Cuando le dije que me encantaba el show de barras de las esquinas, él empezó a contarme un poco de su historia. Ellos ganaban 250 mil pesos al mes y estaban ahorrando para casarse, les encantaba lo que hacían y eran casi profesionales, pero nadie los apoyaba para hacerlo en competencias internacionales, así que optaron por las esquinas.

Me encantó cómo habló de ella. Habían tenido un montón de problemas y desencuentros durante el pololeo (de hecho, habían terminado largo tiempo alguna vez), pero la pura fuerza del amor había enterrado los problemas y los había hecho crecer. "Nunca dejamos de estar enamorados, señorita, y eso es lo que a la larga queda", me dijo con una sonrisa que no le había visto. El era la cara del amor y me alegré por ella, por lo afortunada que era, pese al costalazo.

-¿Quién viene con la niña?- dijo un doctor que me hizo bajar a la Tierra.

-Nosotros, digo él- contesté de inmediato.

-Ella va a estar bien, así que quédense tranquilos.

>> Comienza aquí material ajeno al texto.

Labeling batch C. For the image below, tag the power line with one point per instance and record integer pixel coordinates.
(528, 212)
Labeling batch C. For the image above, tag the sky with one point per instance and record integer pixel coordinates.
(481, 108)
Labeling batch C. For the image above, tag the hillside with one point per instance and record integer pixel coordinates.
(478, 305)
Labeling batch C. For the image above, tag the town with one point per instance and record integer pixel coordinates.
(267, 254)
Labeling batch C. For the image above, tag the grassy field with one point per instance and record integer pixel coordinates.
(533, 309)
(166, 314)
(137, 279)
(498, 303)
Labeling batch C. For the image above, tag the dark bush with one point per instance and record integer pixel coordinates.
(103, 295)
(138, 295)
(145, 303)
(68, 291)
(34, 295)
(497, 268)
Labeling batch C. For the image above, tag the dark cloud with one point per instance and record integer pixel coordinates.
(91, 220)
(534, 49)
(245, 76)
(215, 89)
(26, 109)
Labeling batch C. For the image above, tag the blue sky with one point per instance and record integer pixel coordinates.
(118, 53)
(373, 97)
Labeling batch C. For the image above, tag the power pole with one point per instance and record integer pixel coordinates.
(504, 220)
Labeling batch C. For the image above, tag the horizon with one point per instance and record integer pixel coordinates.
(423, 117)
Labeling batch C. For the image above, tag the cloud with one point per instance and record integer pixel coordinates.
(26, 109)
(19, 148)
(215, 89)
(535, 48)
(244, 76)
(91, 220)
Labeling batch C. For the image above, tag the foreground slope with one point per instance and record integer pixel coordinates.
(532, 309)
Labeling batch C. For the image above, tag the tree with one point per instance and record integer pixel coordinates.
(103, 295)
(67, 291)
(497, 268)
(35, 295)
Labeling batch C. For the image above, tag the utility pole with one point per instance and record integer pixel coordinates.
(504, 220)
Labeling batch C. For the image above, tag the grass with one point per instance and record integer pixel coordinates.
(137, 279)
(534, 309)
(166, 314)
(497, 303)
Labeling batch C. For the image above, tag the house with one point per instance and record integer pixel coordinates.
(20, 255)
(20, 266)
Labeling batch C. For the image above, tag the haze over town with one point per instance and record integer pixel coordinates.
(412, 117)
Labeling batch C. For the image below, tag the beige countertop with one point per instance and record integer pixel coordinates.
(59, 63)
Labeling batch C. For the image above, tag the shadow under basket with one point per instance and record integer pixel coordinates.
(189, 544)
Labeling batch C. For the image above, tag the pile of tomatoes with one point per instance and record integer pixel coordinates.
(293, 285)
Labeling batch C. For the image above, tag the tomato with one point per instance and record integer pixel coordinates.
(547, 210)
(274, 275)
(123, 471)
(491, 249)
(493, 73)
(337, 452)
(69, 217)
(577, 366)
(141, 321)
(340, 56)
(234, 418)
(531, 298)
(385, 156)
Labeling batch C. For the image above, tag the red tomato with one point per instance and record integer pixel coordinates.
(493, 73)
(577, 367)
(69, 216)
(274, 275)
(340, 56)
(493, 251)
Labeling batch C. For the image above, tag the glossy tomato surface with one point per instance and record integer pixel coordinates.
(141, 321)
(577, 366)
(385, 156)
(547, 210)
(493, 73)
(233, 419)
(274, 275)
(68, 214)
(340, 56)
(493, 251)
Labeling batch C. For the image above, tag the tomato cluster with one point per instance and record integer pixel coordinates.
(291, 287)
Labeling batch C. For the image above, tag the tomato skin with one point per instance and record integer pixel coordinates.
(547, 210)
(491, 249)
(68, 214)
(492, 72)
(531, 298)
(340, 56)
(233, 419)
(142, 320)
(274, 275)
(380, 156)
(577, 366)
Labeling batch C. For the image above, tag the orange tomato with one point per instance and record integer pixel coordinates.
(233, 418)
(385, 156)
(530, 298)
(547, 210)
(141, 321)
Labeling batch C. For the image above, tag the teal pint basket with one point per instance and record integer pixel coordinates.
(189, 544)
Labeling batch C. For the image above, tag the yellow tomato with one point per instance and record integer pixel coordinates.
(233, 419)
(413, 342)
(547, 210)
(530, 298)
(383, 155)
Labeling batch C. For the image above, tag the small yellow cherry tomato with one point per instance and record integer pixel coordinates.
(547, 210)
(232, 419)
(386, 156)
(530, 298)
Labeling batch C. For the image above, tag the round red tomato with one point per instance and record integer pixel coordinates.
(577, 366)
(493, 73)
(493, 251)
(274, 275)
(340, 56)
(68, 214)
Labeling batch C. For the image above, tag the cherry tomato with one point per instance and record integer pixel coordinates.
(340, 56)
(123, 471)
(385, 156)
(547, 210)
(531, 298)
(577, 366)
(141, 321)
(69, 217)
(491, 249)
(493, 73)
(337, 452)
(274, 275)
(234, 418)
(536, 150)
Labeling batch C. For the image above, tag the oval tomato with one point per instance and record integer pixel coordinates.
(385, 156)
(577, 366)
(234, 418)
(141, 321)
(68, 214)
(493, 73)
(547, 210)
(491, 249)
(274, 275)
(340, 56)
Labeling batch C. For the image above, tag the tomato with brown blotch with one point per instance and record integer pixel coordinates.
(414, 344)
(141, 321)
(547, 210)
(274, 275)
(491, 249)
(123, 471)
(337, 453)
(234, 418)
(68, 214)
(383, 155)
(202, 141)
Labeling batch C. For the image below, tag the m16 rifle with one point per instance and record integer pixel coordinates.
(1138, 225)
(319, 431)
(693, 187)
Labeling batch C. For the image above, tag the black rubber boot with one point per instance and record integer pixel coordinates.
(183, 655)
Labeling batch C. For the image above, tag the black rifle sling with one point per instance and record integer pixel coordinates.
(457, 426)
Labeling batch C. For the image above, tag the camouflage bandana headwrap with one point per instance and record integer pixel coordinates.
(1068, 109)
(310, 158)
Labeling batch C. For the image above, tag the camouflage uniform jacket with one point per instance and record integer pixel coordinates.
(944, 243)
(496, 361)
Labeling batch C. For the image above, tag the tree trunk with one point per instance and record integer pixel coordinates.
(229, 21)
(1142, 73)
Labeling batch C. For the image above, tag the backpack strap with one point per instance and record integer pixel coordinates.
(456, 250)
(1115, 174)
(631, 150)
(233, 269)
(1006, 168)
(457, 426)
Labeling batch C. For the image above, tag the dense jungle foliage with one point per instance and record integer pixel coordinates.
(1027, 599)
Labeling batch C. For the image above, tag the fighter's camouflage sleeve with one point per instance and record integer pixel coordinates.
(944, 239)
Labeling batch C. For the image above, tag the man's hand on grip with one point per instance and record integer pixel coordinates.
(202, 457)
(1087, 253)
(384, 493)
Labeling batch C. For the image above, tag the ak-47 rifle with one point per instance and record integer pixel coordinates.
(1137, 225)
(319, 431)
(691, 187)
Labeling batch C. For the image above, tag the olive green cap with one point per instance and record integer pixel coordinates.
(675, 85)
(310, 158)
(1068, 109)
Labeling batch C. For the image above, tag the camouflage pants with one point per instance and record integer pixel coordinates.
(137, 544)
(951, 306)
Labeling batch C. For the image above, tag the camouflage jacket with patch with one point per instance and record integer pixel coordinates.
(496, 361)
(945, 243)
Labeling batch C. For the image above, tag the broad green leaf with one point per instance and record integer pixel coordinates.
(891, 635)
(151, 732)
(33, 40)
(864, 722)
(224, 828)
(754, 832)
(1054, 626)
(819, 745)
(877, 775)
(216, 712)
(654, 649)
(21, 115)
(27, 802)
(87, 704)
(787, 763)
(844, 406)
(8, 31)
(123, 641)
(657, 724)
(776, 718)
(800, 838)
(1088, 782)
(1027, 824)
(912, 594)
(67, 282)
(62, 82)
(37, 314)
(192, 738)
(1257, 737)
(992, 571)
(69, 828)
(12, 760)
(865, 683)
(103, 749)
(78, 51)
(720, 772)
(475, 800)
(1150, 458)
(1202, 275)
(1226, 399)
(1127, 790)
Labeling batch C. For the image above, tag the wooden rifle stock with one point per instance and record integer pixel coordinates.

La niña sólo debía pasar la noche internada, en observación, pero el médico creía que ya al día siguiente podría ser dada de alta.

Juan nació de nuevo. Resucitó. Se levantó para ir a verla cuando se devolvió y me abrazó, inolvidablemente fuerte, lo que me hizo salir emocionada de ese salón de azulejos verdosos.

Llegué a mi Gol gris carbono, que todavía echaba humo bajo el capó convertido en una basura y en una inesperada pieza de curiosidad para los que pasaban frente al hospital.

Camino a mi casa, sin saber qué hacer con mi auto, recordé que el seguro me había vencido y que, claro, no lo había renovado.

No sé porqué, pero eso no me pareció grave. No sé porque, pero me imaginé a Juan besando lleno de lágrimas a su pareja. No sé porqué, pero estaba tranquila y feliz, tanto que no sabía si sonreir o tararear una nueva canción.